$tevie wrote:
If you READ the column, the person who worked there for almost 12 years says it was not always like that at Goldman Sachs.
$tevie, it was. He was probably just was too young, new, and unaware at the time to know.
Many good points have already been made in the thread.
The fundamental correlation between banking profits and real productivity in the economy (everybody else) has been broken. Large financial firms make the vast majority of their money from artificial instruments, i.e., some version of derivative investment. They jacked up their returns with bundled mortgages built to fail and then bet against them. Credit default swaps, properly regulated, serve a worthwhile function. They, too, were perverted by further derivation, i.e., CDO's which were bets on CDO's which in turn had CDO's..., etc. These are just a couple of examples among many.
The system has privatized gains (the 1%) and socialized the losses (everybody else).
When the house of cards collapsed, the money sucked out of the system came from the 99% for the most part. The money that was created to fill the black holes on the firms' balance sheets came from the 99%, as well. I am still amazed at how little attention has been paid to where the money went. Some was due to paper loss; a great deal was not. It was made on the other side of the transactions. These trails have not been adequately tracked down. We can all speculate why.
Two changes stand out in my mind that contributed greatly to the breakdown of the financial system:
1) Brokerage firms going public.

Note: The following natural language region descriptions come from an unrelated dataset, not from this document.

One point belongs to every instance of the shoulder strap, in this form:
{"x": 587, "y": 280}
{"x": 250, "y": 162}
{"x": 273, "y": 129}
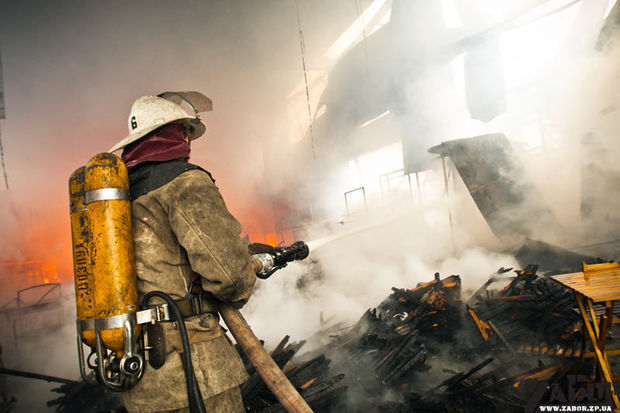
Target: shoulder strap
{"x": 149, "y": 176}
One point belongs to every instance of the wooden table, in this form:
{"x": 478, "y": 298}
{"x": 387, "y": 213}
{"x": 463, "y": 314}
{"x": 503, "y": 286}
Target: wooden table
{"x": 598, "y": 283}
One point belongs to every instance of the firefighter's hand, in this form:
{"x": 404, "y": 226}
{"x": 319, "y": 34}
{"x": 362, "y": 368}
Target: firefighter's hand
{"x": 258, "y": 248}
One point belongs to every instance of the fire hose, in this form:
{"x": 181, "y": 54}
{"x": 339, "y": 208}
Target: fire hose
{"x": 265, "y": 265}
{"x": 110, "y": 319}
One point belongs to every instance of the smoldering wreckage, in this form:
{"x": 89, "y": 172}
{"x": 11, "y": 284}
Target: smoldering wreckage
{"x": 529, "y": 336}
{"x": 432, "y": 347}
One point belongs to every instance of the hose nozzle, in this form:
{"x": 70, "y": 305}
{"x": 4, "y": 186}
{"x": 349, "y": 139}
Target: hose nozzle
{"x": 280, "y": 257}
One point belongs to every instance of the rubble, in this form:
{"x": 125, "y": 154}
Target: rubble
{"x": 427, "y": 350}
{"x": 424, "y": 349}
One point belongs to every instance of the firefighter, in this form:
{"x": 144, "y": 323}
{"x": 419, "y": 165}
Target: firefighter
{"x": 188, "y": 245}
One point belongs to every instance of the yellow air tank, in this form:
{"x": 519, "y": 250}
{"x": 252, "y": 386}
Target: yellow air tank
{"x": 112, "y": 254}
{"x": 84, "y": 283}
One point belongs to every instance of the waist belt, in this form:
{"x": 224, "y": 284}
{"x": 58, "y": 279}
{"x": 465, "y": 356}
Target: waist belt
{"x": 196, "y": 305}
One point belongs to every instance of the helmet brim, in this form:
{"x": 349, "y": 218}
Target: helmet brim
{"x": 198, "y": 129}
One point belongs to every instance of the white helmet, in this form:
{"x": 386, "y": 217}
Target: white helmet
{"x": 151, "y": 112}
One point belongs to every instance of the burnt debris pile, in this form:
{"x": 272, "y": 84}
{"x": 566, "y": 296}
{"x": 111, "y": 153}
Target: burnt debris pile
{"x": 426, "y": 349}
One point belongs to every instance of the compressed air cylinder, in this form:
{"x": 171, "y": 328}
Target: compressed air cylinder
{"x": 112, "y": 253}
{"x": 84, "y": 283}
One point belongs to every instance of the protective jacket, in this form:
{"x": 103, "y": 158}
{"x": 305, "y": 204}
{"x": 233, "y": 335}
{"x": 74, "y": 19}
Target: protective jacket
{"x": 182, "y": 232}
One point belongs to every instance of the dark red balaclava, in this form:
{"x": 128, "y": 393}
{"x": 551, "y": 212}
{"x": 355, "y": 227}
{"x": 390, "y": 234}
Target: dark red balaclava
{"x": 163, "y": 144}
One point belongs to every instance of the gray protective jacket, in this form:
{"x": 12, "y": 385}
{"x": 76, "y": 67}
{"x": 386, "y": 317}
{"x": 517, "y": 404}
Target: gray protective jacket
{"x": 182, "y": 230}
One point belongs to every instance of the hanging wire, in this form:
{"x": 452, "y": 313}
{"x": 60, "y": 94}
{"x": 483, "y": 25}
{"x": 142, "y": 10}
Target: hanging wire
{"x": 6, "y": 179}
{"x": 360, "y": 16}
{"x": 303, "y": 63}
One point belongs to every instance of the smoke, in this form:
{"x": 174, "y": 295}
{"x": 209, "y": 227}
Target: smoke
{"x": 356, "y": 269}
{"x": 40, "y": 341}
{"x": 72, "y": 71}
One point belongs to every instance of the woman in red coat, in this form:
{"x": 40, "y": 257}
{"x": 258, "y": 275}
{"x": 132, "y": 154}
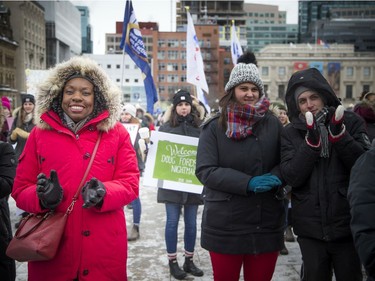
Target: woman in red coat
{"x": 74, "y": 104}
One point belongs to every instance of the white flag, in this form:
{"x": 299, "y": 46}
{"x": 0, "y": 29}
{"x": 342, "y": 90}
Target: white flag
{"x": 194, "y": 62}
{"x": 235, "y": 46}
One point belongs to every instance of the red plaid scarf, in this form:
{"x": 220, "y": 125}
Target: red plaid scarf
{"x": 242, "y": 117}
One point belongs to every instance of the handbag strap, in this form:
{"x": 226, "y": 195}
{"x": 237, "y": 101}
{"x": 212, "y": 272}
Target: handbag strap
{"x": 75, "y": 197}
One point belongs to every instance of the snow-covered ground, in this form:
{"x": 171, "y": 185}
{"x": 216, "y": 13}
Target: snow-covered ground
{"x": 147, "y": 260}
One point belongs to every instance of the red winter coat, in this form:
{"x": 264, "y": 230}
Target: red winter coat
{"x": 94, "y": 244}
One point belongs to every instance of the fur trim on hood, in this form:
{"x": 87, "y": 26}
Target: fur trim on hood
{"x": 53, "y": 86}
{"x": 201, "y": 110}
{"x": 310, "y": 78}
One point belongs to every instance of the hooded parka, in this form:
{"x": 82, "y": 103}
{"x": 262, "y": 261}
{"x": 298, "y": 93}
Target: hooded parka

Before selling shares to the public, investment firms were partnerships that risked partners' capital. Investments had to have real profitability. Losses came out of partners' pockets 100%. After going public, partners retained large ownership positions that were artificially valued, and they were free to invest with other people's money. There were still incentives to be prudent, but much less so. Regulations were systematically weakened or ignored. Incestuous relationships between firms and regulatory agencies became much more widespread.
2) Repeal of Glass-Steagall. For all the good Bill Clinton did, IMHO, the worst thing he ever did was agree to repeal Glass-Steagall. We need to reinstate similar rules and boundaries once again. The "financial reform" that was recently enacted stinks. It was watered down, and even now is being stymied from implementation. For example, Bank of America has been allowed to move $55,000,000,000,000 (That's Trillion, boys and girls) onto the FDIC side of the their balance sheet. That staggers the mind. The potential risk is unquantifiable.
I strongly believe in the basic value of the capitalistic system; however, unfettered capitalism has never worked for the benefit of society as a whole. It always results in an unstable, top-heavy system; an upside down pyramid, if you will. Such a system by its very nature is doomed just as any ecosystem fails when it is overrun by one component. Paraphrasing Socrates: "The weakness of any system is an excess of its basic principle."
Financial barbarism has a viciousness all its own. We have rules in all parts of civilized society. Our financial system should be no different.